福島第一原発に近づくにつれて線量は少しずつ上がり始める。
車内で計測して30μSv/時を超えるところもある。
ところが、
原発から1.2kmの至近距離で
線量がぐんと下がって毎時1~2μSvというところもある。
放射性物質が地形や風向きによって斑状に拡散したのが実感される。
道路の両側の家々は地震で破壊されたままに放置されていて、
時間が3月11日で止まってしまったようだ。
児玉先生は常磐道の早期全線開通の必要性を訴えている。
常磐道は原発と最も近いところでも5km以上離れているので、
至近距離を通るJRや国道6号線に比べて原発の影響を受けにくい。
必要な除染を行い、安全に全線開通を実現できれば、
復興道路として大きな役割を果たすことが期待できる。
そのため、工事中の高速道路上で線量を測定を行なった。
線量は2μSv前後で、
汚染された盛り土部分を取り除いて舗装すれば
比較的簡単に線量を落とせるだろうというお話しだった。
さらに、
線量が高い森の中に
放射性物質を除去した「除染の拠点」を設け、
バイオマスの発電所ないし熱電供給施設を建設する構想もある。
放射性物質によって汚染された樹木を燃やし、
復興の起爆剤にもなるエネルギーを取り出そうというものである。
(燃焼時にセシウムの99%はフィルターによって吸着する。

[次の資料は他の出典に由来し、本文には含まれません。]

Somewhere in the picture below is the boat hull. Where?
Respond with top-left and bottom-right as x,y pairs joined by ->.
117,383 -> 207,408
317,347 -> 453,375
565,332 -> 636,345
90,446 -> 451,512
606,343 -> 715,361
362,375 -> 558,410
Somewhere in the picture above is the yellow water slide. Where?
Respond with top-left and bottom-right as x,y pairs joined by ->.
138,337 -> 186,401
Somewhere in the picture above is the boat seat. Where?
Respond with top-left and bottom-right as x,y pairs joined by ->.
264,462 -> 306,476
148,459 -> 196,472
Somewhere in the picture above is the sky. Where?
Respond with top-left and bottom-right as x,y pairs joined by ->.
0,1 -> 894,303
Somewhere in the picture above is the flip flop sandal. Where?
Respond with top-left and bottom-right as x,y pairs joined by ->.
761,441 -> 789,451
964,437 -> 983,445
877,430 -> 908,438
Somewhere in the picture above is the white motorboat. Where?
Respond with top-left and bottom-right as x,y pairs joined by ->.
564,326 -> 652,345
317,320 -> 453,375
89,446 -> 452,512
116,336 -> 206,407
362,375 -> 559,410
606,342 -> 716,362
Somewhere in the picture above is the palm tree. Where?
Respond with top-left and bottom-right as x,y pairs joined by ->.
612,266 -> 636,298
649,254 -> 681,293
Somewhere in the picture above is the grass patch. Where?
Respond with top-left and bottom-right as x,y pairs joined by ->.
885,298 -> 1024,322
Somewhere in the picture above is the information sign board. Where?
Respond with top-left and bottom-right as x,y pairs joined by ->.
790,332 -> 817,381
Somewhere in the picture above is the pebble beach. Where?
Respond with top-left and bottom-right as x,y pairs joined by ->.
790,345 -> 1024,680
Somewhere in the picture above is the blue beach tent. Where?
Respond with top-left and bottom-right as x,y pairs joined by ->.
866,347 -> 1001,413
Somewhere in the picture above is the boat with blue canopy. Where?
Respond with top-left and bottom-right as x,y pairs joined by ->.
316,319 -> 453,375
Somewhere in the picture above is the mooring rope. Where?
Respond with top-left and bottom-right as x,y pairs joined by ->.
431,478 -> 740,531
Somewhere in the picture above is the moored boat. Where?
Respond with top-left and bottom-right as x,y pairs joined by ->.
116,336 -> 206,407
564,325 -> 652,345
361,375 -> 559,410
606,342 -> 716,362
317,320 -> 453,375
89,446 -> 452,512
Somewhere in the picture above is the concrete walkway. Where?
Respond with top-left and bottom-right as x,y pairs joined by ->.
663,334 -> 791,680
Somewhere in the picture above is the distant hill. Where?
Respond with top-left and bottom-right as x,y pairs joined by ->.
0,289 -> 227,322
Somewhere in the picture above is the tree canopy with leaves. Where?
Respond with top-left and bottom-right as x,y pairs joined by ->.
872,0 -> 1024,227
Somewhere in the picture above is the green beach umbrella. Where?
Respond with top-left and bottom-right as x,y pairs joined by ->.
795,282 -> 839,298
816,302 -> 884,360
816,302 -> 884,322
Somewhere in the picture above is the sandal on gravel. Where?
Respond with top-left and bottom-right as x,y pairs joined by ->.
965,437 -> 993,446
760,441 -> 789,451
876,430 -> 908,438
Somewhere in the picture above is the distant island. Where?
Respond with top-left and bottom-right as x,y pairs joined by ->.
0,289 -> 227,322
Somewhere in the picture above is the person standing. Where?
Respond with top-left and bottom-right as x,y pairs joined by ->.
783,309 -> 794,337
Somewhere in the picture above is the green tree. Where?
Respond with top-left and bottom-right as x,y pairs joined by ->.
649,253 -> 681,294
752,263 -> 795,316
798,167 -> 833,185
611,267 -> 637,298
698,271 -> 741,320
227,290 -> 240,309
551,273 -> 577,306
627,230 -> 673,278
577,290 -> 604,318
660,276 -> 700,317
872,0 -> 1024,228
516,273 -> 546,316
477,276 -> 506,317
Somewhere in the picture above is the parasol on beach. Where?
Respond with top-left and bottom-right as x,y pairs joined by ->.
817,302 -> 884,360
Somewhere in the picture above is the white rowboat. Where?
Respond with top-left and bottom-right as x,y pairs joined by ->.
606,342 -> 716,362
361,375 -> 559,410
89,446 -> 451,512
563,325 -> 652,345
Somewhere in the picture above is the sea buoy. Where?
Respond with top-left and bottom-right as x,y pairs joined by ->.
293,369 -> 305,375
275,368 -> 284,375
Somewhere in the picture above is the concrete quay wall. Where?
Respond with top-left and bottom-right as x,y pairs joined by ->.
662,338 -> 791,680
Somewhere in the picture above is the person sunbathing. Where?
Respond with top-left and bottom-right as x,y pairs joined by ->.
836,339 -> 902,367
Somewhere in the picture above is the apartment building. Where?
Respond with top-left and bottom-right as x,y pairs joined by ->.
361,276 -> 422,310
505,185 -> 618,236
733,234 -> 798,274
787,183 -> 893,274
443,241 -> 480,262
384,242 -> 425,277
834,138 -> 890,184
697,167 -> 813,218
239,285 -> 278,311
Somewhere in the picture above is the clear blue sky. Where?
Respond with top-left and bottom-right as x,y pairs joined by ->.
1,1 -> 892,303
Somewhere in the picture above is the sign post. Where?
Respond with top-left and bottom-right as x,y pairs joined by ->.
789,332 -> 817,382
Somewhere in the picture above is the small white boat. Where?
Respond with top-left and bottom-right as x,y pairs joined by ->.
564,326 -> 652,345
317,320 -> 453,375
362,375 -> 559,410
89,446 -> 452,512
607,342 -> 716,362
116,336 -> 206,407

)
30年かけて少しずつ木を切り倒して燃やし、
同時併行で伐採跡に広葉樹の植林をしていくという。
クリーンエネルギーを得ながら
30年がかりで森の除染を完遂しようという壮大な計画である。
取材を続けていてつくづく凄いと思うのは、
児玉先生の構想力と果敢なまでの行動力である。
例えば、高速道路なら建設と管理を行なうNEXCO東日本、
除染であれば各ハウスメーカー、
線量測定に高度なノウハウを持つ企業、
バイオマスなら山林管理の技術力を持つ林業会社、
さらに資金を提供するクリーンエネルギー推進財団…
様々な専門能力を持つ多くの企業や組織に協力を呼びかけ、
相互を結びつけることで実現への道筋をつけていく。
ネット上には
先生を「除染利権のエージェント」呼ばわりする声もあるようだが、
現実は逆で、先生の方が企業をオルグしてまわっているのである。
決して諦めないことが
科学者としての自分の責務だと思っていらっしゃるのではないか。
「除染」はまさに果てしない道程で、
立ち塞がる多くの困難を考えると絶望的な気分にもなるのだが、
「行動する科学者」としての児玉教授の姿を見ていると
そこに一筋の光明が見えてくる思いがする。
役場などがある浪江町の中心部は比較的線量が低いところが多く、
復興の拠点になり得るだろうと児玉先生は考えている。
津波で破壊されたかつての漁港付近には
押し流された漁船がそのままのかたちで放置されており、
警察による遺体の捜索が始まっていた。
時計が3月中旬まで巻き戻されたような錯覚に陥る。
漁港は福島第一原発からわずか6kmの距離で、
すぐ目の前に原発の煙突(?)がそびえているのが見てとれる。
ところが、ここの放射線量は毎時0.1μSv前後と低いのである。
立ち入りが厳しく管理されている警戒区域のなかには、
住民が戻ってきて復興に向かって歩き始めるだろうエリアと、
30年かそこらは戻ることができない、
「移住」を本気で考えざるを得ないエリアが共存していた。
放射能の雲が斑模様に広がった結果として、
「復興」もまた斑模様で考えていくしかないのだろう。